Es normal que la gente se debata entre el ser y el deber ser. Es una contradicción existencial que llevamos a cuestas toda la vida. Estoy de acuerdo con quienes piensan que la actual representación política en Venezuela, de todas las tendencias, está dominada por el pensamiento burocrático. Llegué a la Constituyente con una campaña en la que privilegié mi propuesta de eliminar la figura del alcalde y sustituirla por la de un Consejo Popular Municipal, que sería elegido por representantes designados como el resultado de una estructura piramidal que tuviera en su base las asambleas comunales sectoriales por parroquias. Se trataría de una combinación de representación con participación, consecuente con un concepto que planteé hace algunos años en un Congreso Mundial de Filosofía realizado en Maracaibo: tanta participación como sea posible, tanta representación como sea necesaria. Para mí esto es el deber ser y está en contradicción con el ser, es decir con lo que tenemos. Es claro que ningún problema estratégico de la Humanidad se resolverá si no se transforma el poder del Estado burgués en poder de un nuevo Estado donde los ciudadanos sean protagonistas de las decisiones cotidianas. Hasta ahora eso no ocurre en ninguna parte del mundo, aunque hay países donde la participación popular es más amplia, pero en ninguno la ideal.

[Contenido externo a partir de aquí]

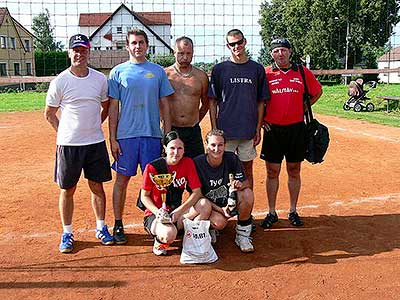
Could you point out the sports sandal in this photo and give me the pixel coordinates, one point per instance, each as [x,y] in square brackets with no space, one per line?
[269,220]
[295,219]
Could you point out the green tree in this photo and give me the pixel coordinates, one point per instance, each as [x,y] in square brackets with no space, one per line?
[319,28]
[44,33]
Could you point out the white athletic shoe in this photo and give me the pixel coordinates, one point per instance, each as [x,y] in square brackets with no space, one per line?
[243,239]
[159,248]
[213,234]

Este asunto de lo “ideal” es peliagudo, sobre todo para alguien como yo que soy tan materialista que lo más cercano a mi pensamiento religioso es el budismo zen, para el cual Dios es el ser material que nos rodea y no una entidad fuera de él. Soy un fanático de la realidad, creo en la necesidad pero no en la superioridad de la teoría y tengo clara inclinación a considerar la diferencia entre lo que es y lo que debe ser. Hace tiempo que no soy un soñador, pues los sueños, sueños son. Mi dato fundamental para conducirme es la vigilia, el estar despierto. Soy imaginativo pero no vivo en la imaginación, me considero un materialista dialéctico. A veces pienso en lo absoluto pero lo considero fuera de mi comprensión racional. Soy relativista.
Toda esta perorata con aires filosóficos viene a cuento por cierto debate que se da, como es natural, en torno al tema de lo que yo he llamado el “Otro Diálogo” y que oficialmente se conoce como la Mesa de Diálogo Nacional. He leído más de una opinión que parece considerar que este intento está viciado desde el principio porque excluye la participación popular. Esto último tiene de cierto, sería una tontería negarlo. Ahora bien ¿es posible abordar los ingentes, reales y urgentes problemas que nos acosan y afrontar las soluciones, entre ellos el peligro de una guerra fratricida o de origen externo, por medio de asambleas populares? Haré dos ejercicios, uno matemático, otro político. Veamos.
Si las supuestas asambleas dialogantes fuesen realmente participativas, tardaríamos varias décadas en tomar decisiones. Tomemos solo los venezolanos y venezolanas mayores de 18 años, que según el registro electoral son ya más de 20 millones. Reunamos todos los días 20 asambleas con 100 participantes cada una para tratar un tema específico (¿cuándo carajo vamos a trabajar y a producir? pero ese es otro tema). Eso equivaldría a 2.000 personas debatiendo y decidiendo cada día. Si se reuniesen inclusive los domingos y feriados, si tuviésemos incluso asambleas de enratonados el 1° de enero y el 25 de diciembre, se habrían juntado en asambleas 730.000 personas en un año. Tardaríamos alrededor de 27 años en dilucidar un solo tema con la participación de todos. Pero vamos a lo otro: tengo toda la vida asistiendo a asambleas. Salvo raras excepciones, las asambleas suelen ser… ¡representativas! Solo unos pocos representan a toda la comunidad convocada, al menos que se trate de una tribu y no de las complejas sociedades modernas. Pero además, buena parte de las asambleas a las que he asistido en tantos años de actividad militante han sido manipuladas por representantes políticos de partidos o movimientos organizados (o sea, factores representativos). Si lo sabré yo, que manipulé más de una cuando era un líder universitario. La idea de que la participación popular se traduce en una democracia asamblearia es una de las cosas más infantiles e inútiles que uno puede escuchar.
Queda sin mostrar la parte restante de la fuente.